Pharmaceutical companies Moderna and Merck are jointly developing an mRNA vaccine for people with skin cancer, with a large study starting this year that will personalize the vaccines for each patient, based on the many mutations in their cancerous tissue. A vaccine customized in this way can train the immune system to look for the signature of a cancer mutation and kill those cells.
To be sure, such vaccines would be very expensive.
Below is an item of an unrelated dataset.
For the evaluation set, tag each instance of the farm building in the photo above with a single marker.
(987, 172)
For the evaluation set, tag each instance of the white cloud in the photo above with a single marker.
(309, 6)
"You basically have to make every vaccine from scratch," said Dr. Patrick Ott of the Dana-Farber Cancer Institute in Boston. "If it's not for every patient, it can probably be made for pennies, just like the Covid vaccine."
It is worth noting that the vaccines under development at the University of Washington School of Medicine are designed to be used on many patients, not just one patient. Tests are now under way in patients with early and advanced breast cancer, lung cancer and ovarian cancer. As for the results, some of them may come by next year.
Todd Pepper, 56, from the Seattle suburbs, is participating in a vaccine test aimed at shrinking lung cancer tumors. The disease has spread to his brain, but he hopes to live long enough to see his daughter graduate from nursing school next year.
Bieber spoke of his decision to volunteer: "I have nothing to lose, everything to gain, both for myself and for other people in the future."
Jamie Karras of Mercer Island was one of the first recipients of the ovarian cancer vaccine in a vaccine safety study 11 years ago. Diagnosed with advanced ovarian cancer when she was 34, she thought she would die young and wrote a will for her best friend to inherit her favorite necklace. Now, at 50, she has no sign of cancer and still wears the necklace. She knows for sure if the vaccine helped, "but I'm still alive," she says.
The Associated Press Health and Science division receives support from the Howard Hughes Medical Institute's Media and Science Group. The Associated Press is solely responsible for the content of the report.